I have a file called 1.jsonl with the following contents:
{"text": "SECTION 2. KENTUCKY LAW TO APPLY \n\nThis Agreement shall be construed and the provisions thereof interpreted under and in accordance with laws of Kentucky.", "entities": [[8, 9, "SECTION_NUMBER_ENTITY"], [11, 19, "JURISDICTION_ENTITY"], [145, 153, "JURISDICTION_ENTITY"]]}
Thanks for the report! I just did some experiments and it looks like it’s related to this fix. Prodigy now checks whether the terminal supports ANSI colors, before adding the escape sequences (to prevent unreadable markup).
But for some reason, this check always returns False when the output is piped to less I think the approach we’re using mistakenly excludes this. Anyway, sorry about this – I think I already know how to fix this.Edit: Fixed!
If your JSONL files aren’t very large, you could just not pipe it to less and the colours should display fine.

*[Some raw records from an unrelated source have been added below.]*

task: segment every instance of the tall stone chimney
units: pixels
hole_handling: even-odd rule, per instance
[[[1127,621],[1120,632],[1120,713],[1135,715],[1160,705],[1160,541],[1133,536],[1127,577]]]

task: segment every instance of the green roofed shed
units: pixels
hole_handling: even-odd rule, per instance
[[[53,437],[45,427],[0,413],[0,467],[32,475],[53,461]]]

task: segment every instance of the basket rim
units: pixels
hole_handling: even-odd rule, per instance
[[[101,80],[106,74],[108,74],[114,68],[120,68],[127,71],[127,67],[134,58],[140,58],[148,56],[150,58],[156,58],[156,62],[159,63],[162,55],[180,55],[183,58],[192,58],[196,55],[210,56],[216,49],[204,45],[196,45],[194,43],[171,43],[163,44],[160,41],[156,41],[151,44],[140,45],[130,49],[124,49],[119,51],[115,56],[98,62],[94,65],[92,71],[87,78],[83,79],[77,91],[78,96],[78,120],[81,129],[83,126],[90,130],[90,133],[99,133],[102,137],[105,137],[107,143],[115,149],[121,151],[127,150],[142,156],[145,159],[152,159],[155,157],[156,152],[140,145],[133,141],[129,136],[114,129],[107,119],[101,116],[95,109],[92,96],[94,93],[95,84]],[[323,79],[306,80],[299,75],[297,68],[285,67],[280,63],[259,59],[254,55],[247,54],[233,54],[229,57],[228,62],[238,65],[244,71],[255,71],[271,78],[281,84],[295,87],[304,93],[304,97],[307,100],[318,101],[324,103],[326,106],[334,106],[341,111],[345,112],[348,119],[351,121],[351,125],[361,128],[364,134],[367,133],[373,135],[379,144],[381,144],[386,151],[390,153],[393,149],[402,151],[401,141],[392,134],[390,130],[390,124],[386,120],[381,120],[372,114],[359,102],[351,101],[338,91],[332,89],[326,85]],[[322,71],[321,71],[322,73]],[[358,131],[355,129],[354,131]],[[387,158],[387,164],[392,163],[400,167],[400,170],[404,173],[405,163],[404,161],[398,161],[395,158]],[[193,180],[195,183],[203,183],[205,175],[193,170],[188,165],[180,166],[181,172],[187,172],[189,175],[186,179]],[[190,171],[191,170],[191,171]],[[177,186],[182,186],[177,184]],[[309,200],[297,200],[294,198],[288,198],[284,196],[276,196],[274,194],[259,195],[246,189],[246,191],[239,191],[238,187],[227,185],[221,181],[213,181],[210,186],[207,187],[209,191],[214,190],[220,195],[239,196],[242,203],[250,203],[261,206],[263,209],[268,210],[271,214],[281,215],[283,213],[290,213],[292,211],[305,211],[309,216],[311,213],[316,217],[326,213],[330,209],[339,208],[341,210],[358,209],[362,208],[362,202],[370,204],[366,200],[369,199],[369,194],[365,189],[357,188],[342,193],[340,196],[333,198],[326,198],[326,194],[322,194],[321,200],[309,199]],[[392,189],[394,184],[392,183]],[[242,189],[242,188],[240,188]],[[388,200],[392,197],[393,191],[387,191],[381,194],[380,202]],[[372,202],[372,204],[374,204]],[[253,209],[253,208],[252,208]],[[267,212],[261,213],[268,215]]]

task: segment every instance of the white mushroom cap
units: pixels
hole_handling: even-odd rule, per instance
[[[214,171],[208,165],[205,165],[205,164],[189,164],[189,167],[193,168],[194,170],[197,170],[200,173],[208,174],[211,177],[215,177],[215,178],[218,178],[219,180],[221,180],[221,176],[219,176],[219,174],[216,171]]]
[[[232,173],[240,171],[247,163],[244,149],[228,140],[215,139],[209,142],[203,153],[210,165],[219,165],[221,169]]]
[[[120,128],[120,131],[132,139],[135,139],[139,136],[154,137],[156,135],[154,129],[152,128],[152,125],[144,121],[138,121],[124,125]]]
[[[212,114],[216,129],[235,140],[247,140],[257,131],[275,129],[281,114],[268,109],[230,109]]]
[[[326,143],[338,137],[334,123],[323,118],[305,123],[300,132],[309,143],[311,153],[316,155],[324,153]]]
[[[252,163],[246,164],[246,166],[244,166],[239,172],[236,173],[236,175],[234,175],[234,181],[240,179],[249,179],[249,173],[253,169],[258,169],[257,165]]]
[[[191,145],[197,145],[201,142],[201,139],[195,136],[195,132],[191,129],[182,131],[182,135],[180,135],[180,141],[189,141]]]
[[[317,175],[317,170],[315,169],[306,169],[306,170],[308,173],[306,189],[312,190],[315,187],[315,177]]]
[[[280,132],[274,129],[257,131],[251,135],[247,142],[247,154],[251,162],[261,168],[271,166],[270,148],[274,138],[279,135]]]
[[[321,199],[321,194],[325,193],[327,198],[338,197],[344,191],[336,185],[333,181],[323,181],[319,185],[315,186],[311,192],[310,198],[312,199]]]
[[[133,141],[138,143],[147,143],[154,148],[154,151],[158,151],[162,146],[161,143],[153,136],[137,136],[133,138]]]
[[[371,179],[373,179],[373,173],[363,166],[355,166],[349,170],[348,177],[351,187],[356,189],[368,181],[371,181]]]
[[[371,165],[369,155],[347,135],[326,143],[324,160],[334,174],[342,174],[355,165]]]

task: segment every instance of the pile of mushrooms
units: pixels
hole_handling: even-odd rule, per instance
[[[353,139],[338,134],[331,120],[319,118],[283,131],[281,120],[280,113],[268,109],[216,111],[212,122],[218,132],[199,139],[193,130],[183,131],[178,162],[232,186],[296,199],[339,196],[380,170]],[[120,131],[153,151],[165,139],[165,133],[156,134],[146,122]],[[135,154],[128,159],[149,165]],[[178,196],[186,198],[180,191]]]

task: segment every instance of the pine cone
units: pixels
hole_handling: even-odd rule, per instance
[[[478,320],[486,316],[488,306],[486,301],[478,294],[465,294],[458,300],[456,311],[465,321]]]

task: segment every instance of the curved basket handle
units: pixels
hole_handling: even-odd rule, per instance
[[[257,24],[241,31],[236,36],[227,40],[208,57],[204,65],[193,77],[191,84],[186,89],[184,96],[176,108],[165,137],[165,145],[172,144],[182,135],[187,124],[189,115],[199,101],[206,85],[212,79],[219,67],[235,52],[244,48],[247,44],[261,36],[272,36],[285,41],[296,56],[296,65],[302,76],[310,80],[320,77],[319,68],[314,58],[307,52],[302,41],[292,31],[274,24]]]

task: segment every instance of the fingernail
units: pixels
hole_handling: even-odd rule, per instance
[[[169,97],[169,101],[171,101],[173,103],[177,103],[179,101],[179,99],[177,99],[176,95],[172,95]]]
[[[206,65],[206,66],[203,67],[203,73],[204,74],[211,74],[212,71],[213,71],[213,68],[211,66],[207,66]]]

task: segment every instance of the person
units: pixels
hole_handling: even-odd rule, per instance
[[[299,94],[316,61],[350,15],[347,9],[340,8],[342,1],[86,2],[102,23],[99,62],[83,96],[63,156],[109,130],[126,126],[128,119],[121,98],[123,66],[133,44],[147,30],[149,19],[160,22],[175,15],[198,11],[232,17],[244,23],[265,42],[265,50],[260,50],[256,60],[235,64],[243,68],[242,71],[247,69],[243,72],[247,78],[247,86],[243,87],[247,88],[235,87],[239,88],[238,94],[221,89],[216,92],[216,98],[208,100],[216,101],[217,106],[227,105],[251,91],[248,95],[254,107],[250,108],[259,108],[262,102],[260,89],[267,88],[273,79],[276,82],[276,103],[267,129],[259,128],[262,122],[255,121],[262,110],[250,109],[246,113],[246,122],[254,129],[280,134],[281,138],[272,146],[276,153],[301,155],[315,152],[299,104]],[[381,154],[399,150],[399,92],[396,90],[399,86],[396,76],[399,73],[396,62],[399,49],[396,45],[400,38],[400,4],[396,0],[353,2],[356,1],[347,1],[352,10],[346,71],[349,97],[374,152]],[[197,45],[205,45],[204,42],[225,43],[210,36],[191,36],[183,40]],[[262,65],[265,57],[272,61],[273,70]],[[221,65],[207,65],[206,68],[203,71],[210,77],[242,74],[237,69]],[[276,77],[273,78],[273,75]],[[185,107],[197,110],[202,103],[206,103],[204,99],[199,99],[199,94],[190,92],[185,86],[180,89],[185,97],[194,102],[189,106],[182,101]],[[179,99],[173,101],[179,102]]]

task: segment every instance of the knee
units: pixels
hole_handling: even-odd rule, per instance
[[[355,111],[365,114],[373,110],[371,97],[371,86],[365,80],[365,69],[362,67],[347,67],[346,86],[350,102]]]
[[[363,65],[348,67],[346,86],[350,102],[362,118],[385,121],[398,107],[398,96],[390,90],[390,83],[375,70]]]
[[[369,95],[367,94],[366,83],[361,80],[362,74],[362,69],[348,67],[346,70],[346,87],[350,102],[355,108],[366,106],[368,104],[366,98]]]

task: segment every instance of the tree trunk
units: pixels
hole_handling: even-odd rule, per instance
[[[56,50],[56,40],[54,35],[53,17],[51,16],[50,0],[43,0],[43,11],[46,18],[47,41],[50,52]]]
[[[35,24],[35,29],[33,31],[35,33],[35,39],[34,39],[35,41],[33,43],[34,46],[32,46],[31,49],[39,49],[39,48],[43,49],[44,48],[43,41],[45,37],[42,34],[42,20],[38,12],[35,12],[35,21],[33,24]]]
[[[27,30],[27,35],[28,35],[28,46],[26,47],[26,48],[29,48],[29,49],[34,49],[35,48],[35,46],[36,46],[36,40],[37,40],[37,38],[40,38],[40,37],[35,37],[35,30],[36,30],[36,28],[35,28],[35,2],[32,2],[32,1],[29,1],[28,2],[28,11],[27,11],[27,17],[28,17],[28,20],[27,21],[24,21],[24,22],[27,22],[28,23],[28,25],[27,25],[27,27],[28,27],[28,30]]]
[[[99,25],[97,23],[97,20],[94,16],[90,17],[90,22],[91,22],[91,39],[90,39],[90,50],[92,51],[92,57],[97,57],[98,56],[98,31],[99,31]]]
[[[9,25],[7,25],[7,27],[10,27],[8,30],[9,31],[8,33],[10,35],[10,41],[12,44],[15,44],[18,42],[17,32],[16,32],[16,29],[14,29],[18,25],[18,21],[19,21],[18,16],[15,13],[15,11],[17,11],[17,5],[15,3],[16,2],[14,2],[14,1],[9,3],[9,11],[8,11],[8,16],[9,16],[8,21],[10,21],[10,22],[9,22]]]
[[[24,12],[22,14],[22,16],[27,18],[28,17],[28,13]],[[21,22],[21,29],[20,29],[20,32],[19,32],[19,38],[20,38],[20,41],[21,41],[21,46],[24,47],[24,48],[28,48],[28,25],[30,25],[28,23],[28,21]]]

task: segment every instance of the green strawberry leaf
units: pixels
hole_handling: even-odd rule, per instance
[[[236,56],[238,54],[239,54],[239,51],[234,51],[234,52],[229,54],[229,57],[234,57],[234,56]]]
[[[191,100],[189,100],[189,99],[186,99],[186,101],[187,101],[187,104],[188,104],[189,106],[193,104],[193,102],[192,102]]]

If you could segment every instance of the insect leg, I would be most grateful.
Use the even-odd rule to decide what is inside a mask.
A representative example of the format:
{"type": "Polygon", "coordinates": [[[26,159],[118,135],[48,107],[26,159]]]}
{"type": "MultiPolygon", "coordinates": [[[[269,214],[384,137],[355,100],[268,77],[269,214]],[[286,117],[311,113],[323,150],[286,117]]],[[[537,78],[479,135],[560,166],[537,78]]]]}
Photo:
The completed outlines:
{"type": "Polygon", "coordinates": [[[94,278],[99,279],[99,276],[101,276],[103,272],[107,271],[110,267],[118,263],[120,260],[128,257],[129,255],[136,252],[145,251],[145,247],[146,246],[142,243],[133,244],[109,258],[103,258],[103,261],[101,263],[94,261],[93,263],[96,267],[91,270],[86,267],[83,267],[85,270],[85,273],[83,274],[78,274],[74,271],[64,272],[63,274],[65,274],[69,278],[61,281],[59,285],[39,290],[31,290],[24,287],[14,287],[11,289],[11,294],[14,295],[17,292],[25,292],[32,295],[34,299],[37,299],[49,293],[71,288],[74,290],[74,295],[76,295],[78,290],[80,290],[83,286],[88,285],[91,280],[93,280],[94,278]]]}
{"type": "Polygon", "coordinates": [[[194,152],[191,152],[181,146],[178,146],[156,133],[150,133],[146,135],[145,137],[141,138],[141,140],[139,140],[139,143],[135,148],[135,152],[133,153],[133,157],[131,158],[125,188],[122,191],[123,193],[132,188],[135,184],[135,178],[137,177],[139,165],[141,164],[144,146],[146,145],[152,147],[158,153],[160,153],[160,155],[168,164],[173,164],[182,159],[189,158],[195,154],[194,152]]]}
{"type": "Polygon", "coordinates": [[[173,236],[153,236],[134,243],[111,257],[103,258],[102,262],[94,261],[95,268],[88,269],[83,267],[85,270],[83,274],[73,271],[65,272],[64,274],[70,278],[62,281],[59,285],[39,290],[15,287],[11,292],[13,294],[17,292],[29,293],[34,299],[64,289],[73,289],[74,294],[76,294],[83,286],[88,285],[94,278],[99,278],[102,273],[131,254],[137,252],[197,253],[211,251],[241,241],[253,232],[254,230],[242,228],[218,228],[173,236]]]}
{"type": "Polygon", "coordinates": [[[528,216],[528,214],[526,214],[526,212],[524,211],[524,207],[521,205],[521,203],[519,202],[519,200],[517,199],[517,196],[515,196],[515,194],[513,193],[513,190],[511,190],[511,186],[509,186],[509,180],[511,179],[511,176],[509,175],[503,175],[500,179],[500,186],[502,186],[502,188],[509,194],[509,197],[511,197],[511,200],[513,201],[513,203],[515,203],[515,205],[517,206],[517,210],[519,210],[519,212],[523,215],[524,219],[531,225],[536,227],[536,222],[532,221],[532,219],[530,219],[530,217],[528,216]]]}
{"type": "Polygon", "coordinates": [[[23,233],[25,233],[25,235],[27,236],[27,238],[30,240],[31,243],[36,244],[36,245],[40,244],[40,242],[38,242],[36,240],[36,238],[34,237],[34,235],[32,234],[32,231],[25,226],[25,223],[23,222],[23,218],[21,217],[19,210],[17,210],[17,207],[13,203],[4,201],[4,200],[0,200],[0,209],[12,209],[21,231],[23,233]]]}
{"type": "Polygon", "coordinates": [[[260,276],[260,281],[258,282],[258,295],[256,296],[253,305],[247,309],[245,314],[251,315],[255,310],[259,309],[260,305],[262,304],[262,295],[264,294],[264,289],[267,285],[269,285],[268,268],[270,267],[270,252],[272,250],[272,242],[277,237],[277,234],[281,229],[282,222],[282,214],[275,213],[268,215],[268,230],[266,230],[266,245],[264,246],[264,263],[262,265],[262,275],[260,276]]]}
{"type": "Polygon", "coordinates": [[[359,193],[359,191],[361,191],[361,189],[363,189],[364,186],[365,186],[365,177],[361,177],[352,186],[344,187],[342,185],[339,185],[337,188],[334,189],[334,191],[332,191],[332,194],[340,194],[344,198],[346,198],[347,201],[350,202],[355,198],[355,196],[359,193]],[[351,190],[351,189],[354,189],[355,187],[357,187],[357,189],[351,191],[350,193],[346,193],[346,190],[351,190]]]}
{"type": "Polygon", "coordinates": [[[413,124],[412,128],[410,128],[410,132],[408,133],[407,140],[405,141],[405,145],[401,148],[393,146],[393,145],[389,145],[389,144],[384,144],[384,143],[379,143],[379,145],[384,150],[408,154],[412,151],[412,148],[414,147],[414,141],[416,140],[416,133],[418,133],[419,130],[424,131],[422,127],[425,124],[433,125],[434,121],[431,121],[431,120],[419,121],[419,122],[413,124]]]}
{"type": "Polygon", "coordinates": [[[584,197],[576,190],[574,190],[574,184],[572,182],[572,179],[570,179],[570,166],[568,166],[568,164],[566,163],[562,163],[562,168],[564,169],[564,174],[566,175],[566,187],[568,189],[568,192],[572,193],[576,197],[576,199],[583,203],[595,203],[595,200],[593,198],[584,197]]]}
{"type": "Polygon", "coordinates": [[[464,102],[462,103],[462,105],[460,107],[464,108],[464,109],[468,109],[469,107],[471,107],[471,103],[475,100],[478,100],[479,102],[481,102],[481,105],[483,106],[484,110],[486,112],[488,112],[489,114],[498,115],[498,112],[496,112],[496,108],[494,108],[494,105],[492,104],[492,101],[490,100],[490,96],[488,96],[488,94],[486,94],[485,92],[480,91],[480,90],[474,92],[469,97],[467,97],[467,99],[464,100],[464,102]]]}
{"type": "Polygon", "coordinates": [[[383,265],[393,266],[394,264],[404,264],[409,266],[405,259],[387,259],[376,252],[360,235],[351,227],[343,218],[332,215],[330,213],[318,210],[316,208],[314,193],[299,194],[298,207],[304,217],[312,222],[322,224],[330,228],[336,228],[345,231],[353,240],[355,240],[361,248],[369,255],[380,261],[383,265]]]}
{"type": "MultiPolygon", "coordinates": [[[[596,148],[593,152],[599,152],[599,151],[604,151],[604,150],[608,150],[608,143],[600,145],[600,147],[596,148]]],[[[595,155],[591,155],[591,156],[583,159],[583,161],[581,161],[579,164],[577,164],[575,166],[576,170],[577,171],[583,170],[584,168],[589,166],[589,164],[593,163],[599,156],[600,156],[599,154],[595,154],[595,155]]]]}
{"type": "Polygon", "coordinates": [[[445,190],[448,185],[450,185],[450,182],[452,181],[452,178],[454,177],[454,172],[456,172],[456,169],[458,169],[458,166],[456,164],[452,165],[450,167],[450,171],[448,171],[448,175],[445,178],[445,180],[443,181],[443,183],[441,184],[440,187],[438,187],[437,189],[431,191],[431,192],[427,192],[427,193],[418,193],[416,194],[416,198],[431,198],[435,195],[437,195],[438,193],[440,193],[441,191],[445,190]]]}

I’m running in terminal on a Mac. The terminal properties are set to display ANSI colors. If instead I run the built-in recipe that runs NER
prodigy ner.print-stream en 1.jsonl
it does highlight with colors. So there is something wrong with my custom recipe. (Though I swear I’ve got it to work before.)
Do I have to do something special because I’m using custom entity names? The issue isn’t custom entity names. I see the same behavior if I change the names to CARDINAL and GPE.
However, since your recipe uses get_stream (which will then use the JSONL loader, since your file is a .jsonl file), the entities need to be in Prodigy’s expected format, i.e. a list of "spans", containing one dictionary per span. For example:
I got confused here because there are multiple serialization formats for this markup information. Prodigy uses span dictionaries. SpaCy uses entity lists. The spAcy command line tool uses something else again. I’m trying to settle on one format, but I’m not sure which one to choose.
Yeah, I definitely know what you mean – sorry if this is confusing. (We're currently working on improving the formats used by spaCy to make them more internally consistent.)
The reason we decided to use a different format for Prodigy is that we needed a format that was more open and flexible – and less specific to the individual tasks. In spaCy, entities are entities – in Prodigy, "spans" can be used for entities, but in the end, they're whatever you want them to be. They're merely describing a span of text with an optional label and optional other parameters . What you do with them is entirely up to you. JSON objects are also generally nicer to work with if you need the data to flow through the back-end, front-end and REST API.
In case you haven't seen it already, you might find the ner.gold-to-spacy recipe useful. It takes a dataset of NER annotations, and converts them to spaCy's formats (either offsets or BILUO tags).
Your explanation of the difference between entities and spans makes sense. I suspect that standardizing the data structures between spaCy and Prodigy–choosing either dictionaries or lists of tuples–while keeping the “entities” vs “spans” nomenclature would clear this up. If the only thing differing between two data structures is a keyword, it’s apparent that the distinction between them is semantic.
ner.gold-to-spacy is helpful. I hadn’t noticed that before.
The one last data format question that is confusing to me is how the spaCy command line application fits in. Right now I’m writing my own programs that implement training loops. I’m thinking I’ll steal the idea from the spacy command of setting hyperparameters via environment variables because that seems like a good way to handle that whole mess. But I have the feeling that I’m just reimplementing stuff that already exists inside the spacy command. I’d rather just use spacy instead, but it takes yet another input format.